9. Pour les mêmes motifs que ceux énoncés précédemment, et eu égard à la durée et aux conditions de séjour de Mme C, qui est célibataire et sans charge de famille, la décision attaquée n'a pas porté au droit de l'intéressée au respect de sa vie privée et familiale une atteinte disproportionnée par rapport aux buts en vue desquels elle a été prise et n'ont donc pas méconnu les stipulations de l'article 8 de la convention européenne de sauvegarde des droits de l'homme et des libertés fondamentales précité. Les moyens tirés de la méconnaissance de l'article L. 423-23 précité et de l'erreur manifeste d'appréciation doivent pour les mêmes motifs être écartés.

10. Il résulte des éléments qui précèdent que les conclusions à fin d'annulation de la décision de refus de séjour doivent être rejetées.

Sur les conclusions à fin d'annulation de la décision obligeant Mme C à quitter le territoire français :

11. En premier lieu, les conclusions à fin d'annulation dirigées contre la décision portant refus de séjour étant rejetées, Mme C ne saurait utilement se prévaloir, par la voie de l'exception, de l'illégalité de cette décision pour soutenir que l'obligation qui lui est faite de quitter le territoire français serait privée de base légale.

12. En second lieu, pour les motifs précédemment retenus s'agissant de la décision portant refus du titre de séjour, les moyens tirés de la méconnaissance de l'article 8 de la convention européenne de sauvegarde des droits de l'homme et des libertés fondamentales et de l'erreur manifeste d'appréciation doivent être écartés.

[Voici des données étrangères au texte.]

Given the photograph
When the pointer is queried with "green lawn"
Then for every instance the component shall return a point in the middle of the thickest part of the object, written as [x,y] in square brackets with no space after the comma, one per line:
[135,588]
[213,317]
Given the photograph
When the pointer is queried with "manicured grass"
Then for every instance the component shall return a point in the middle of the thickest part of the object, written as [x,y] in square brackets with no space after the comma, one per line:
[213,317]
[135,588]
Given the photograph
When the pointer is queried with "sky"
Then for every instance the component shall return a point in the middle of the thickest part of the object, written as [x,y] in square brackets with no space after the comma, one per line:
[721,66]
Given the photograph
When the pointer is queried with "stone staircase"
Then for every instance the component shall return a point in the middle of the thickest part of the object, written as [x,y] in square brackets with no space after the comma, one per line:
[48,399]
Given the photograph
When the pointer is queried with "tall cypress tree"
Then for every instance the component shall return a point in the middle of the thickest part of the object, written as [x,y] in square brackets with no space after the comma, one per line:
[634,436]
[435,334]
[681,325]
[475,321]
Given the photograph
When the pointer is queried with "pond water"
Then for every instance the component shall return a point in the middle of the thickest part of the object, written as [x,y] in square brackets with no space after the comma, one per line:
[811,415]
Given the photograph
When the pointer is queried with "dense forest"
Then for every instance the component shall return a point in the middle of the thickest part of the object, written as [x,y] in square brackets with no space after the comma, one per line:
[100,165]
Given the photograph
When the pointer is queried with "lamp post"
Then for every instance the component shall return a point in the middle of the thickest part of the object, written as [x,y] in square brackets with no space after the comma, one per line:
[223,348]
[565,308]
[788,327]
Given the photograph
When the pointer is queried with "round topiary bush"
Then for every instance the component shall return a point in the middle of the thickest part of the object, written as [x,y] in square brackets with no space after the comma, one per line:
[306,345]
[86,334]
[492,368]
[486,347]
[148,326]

13. Il résulte de ce qui précède que la requérante n'est pas fondée à contester la décision portant obligation de quitter le territoire français dont elle a fait l'objet.

Sur les conclusions à fin d'injonction :

14. Le présent jugement, qui rejette les conclusions tendant à l'annulation de l'arrêté attaqué, n'implique aucune mesure particulière d'exécution au regard des dispositions des articles L. 911-1 et suivants du code de justice administrative. Par suite, les conclusions de la requérante à fin d'injonction doivent être rejetées.

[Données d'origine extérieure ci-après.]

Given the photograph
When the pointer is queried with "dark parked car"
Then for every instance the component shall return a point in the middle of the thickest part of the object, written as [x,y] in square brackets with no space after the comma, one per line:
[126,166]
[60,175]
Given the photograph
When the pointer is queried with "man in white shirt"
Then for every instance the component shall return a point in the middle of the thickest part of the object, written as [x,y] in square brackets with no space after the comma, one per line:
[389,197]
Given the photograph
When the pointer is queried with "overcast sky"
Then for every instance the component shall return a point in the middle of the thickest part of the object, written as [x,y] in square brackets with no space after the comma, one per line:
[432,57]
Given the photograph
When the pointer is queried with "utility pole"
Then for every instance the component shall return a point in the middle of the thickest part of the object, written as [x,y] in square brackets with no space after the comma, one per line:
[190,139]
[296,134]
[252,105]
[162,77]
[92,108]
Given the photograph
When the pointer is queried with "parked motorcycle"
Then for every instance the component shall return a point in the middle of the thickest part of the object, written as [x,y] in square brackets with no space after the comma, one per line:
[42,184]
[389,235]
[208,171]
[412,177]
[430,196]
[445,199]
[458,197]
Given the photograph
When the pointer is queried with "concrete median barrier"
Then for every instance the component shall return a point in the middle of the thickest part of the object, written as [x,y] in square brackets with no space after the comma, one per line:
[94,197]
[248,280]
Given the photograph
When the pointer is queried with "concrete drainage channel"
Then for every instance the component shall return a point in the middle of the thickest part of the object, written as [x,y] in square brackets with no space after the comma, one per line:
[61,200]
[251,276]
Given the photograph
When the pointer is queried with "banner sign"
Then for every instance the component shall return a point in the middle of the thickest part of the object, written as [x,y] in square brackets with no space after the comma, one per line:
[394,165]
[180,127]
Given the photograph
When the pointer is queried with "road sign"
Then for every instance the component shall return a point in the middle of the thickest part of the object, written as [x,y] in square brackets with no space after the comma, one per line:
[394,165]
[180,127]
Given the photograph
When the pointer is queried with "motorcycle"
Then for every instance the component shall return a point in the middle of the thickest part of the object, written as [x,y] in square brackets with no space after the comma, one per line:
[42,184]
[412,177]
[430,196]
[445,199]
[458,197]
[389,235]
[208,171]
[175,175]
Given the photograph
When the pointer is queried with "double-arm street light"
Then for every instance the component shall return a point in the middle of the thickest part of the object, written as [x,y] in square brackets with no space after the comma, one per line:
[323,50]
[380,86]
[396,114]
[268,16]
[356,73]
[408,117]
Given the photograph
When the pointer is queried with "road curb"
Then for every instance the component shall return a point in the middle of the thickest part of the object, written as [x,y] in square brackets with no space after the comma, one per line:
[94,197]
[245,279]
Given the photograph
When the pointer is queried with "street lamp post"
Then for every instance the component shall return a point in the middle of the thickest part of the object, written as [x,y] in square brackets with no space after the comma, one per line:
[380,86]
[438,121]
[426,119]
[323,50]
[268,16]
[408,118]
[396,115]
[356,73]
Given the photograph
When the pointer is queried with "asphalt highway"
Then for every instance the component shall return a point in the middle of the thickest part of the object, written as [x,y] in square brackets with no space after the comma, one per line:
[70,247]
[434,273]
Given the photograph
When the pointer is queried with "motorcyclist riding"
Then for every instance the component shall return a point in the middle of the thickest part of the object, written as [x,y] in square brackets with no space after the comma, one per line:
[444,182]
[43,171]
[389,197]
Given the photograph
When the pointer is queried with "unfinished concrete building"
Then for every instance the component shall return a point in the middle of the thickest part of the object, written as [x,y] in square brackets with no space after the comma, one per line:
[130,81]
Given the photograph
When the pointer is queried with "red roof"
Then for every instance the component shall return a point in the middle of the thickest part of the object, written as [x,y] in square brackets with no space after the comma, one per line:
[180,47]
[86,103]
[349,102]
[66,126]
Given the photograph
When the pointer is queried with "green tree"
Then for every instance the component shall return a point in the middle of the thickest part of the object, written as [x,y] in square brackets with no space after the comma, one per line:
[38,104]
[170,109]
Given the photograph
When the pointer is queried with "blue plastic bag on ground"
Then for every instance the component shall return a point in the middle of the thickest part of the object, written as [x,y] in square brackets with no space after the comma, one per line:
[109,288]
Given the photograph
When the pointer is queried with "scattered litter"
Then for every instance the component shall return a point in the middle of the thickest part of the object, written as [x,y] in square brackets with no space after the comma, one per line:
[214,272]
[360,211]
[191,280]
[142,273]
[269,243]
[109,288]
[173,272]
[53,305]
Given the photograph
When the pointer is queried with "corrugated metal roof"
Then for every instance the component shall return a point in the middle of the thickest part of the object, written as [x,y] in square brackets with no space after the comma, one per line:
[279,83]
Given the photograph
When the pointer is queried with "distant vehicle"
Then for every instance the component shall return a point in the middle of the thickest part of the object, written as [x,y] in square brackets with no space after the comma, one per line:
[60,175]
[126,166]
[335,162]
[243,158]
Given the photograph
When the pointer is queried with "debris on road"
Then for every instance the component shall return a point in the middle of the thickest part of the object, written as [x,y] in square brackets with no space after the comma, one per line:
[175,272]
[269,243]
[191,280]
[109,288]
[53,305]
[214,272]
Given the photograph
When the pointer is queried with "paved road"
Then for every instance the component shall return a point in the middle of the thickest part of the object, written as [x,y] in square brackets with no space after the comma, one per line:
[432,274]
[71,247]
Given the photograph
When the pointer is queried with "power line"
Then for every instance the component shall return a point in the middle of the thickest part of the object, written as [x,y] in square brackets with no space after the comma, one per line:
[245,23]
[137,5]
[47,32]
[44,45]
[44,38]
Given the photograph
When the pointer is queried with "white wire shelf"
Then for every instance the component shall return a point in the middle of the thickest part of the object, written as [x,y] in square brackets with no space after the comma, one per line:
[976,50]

Sur les conclusions tendant à l'application des dispositions de l'article L. 761-1 du code de justice administrative et de l'article 37 de la loi du 10 juillet 1991 :

15. En vertu des dispositions de l'article L. 761-1 du code de justice administrative, le tribunal ne peut pas faire bénéficier la partie perdante du paiement par l'autre partie, des frais qu'elle a exposés à l'occasion du litige. Les conclusions présentées par la SCP Breuillot et Varo, avocat de Mme C, sur le fondement des dispositions combinées de l'article 37 de la loi du 10 juillet 1991 et de l'article L. 761-1 du code de justice administrative, doivent, dès lors, être rejetées.

D E C I D E :

Article 1er : La requête de Mme C est rejetée.

Article 2 : Le présent jugement sera notifié à Mme B C, à la préfète de Vaucluse et à la SELARL Breuillot et Avocats.

Délibéré après l'audience du 29 novembre 2022, à laquelle siégeaient :

M. Brossier, président,

Mme Bala, première conseillère,

M. Aymard, premier conseiller.

Rendu public par mise à disposition au greffe le 13 décembre 2022.

La rapporteure,

K. A

Le président,

J. B. BROSSIER

Le greffier,

E. NIVARD

La République mande et ordonne à la préfète de Vaucluse en ce qui la concerne ou à tous commissaires de justice à ce requis en ce qui concerne les voies de droit commun contre les parties privées, de pourvoir à l'exécution de la présente décision.